Para las personas de la nación más próspera del mundo, las recesiones son a menudo crisis existenciales, tiempos en los que se pone en cuestión todo lo que creemos. En los años de abundancia pensamos en nuestra vida económica en términos casi mágicos -la sabiduría visionaria de la población a la hora de comprar acciones, el espíritu de marca que se supone que habita nuestras zapatillas de deporte-, pero en los tiempos difíciles las fantasías yacen en fragmentos por el suelo, y la espantosa realidad es mucho más dura debido a los sueños relucientes que las precedieron.
En 2008 y 2009, el mundo de la clase media se desmoronó. Cada vez que lo revisábamos, el valor de nuestro fondo de pensiones había caído una tercera parte; los amigos perdían el trabajo; sectores como el de la construcción y la fabricación de automóviles se estancaban; y descubríamos, con un sentimiento de exasperación, que debíamos mucho más por nuestra hipoteca de lo que valía nuestra casa. Las instituciones que eran el punto de referencia de la vida de la clase media se derrumbaban a nuestro alrededor. General Motors y Chrysler se declaraban en quiebra; Merrill Lynch, que actuaba como agente de personas corrientes, se vendía desesperadamente en un fin de semana de 2008; IndyMac, Wachovia, Washington Mutual, Bear Stearns y Lehman Brothers desaparecieron. Parecía que la sociedad misma se estaba desintegrando, y por primera vez en nuestras cómodas vidas burguesas, sentimos el toque atávico del pánico.
A nuestros padres y abuelos, sin embargo, estos acontecimientos pueden haberles parecido algo más familiares. El país recorrió prácticamente el mismo camino en los años 1929-1933, con el crack de la bolsa, el hundimiento de los bancos, el cierre de las fábricas y el aumento de las ejecuciones de hipotecas.
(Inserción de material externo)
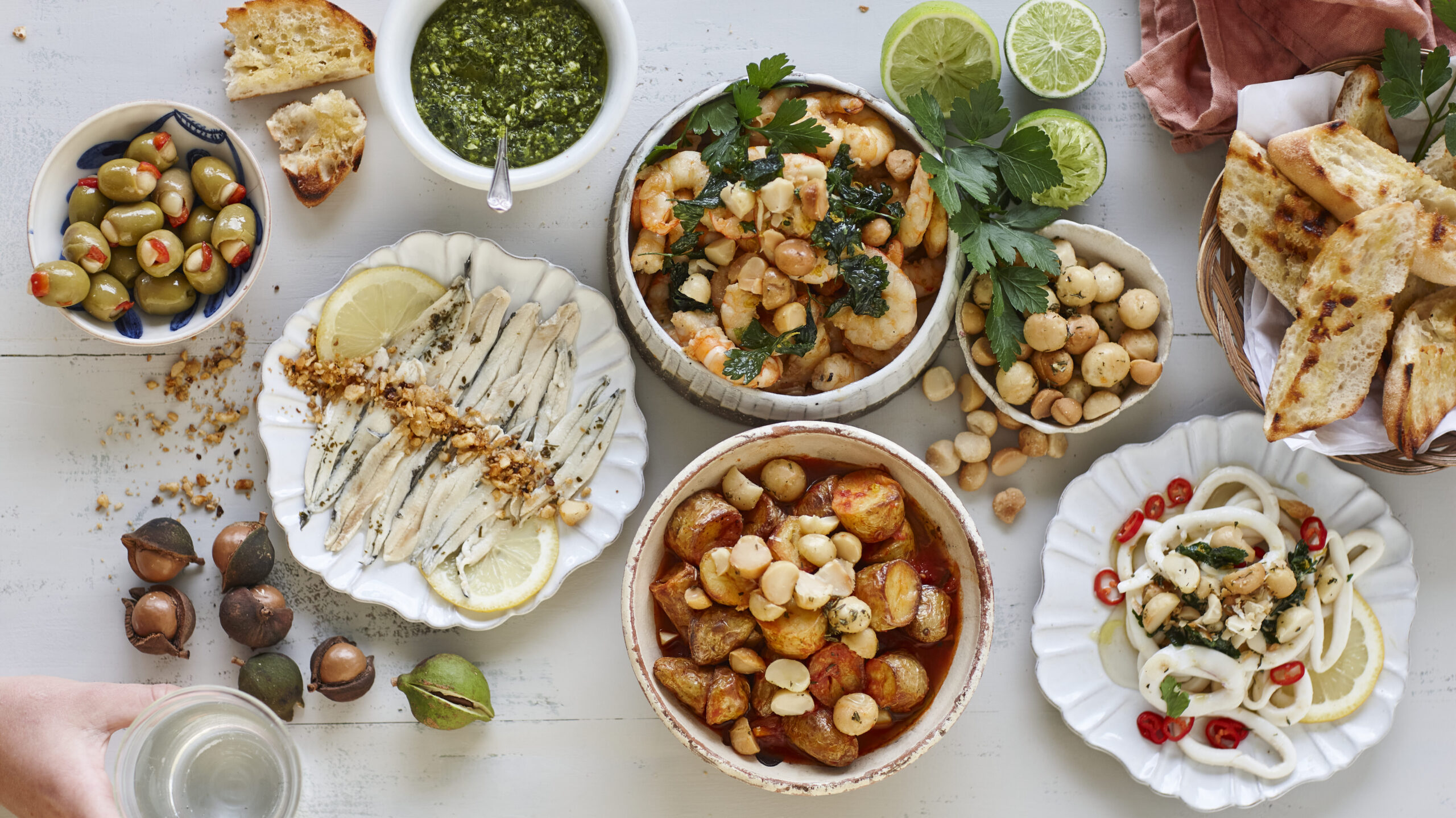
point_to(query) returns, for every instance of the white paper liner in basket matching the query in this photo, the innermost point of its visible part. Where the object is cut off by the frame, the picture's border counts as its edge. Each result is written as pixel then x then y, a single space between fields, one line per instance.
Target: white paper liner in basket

Tan parecidos eran los dos desastres, que las comparaciones con la Gran Depresión se hicieron lugar común en los medios de comunicación en 2008; era el modelo inevitable que hay que considerar cuando se pretende entender algo de la debacle actual.
El crítico literario Edmund Wilson tituló su libro de ensayos sobre la Depresión The American Earthquake [“El terremoto estadounidense”], y aunque lo he leído varia veces en el curso de mi vida, no fue hasta 2009 cuando comprendí realmente qué quería decir con esa expresión. Si hubieras sido uno de los muchos que pusieron sus ahorros en acciones en los años veinte, habrías visto cómo tu inversión perdía la mitad de su valor, luego, perdía la mitad de lo que quedaba y, después, de nuevo la mitad. Si hubieras comprado tus acciones con margen, lo habrías perdido todo desde el principio.
Si hubieras sido una de las personas responsables que guardaba sus ahorros en el banco, puede que lo hubieras perdido igualmente. Las instituciones financieras estaban expuestas al desastre por definición, y cuando los bancos locales fallaron -como sucedió con casi la mitad de los bancos estadounidenses en los años siguientes al crack de 1929- podías tener claro que ningún simpático personaje del FDIC aparecería para echarte una mano. Simplemente perdías la mayor parte de tus ahorros. Y cuando el banco de tu ciudad se hundiera, tu ciudad se hundiría también.
Fuente: Pobres Magnates. Thomas Frank. Sexto Piso España. Madrid.2013.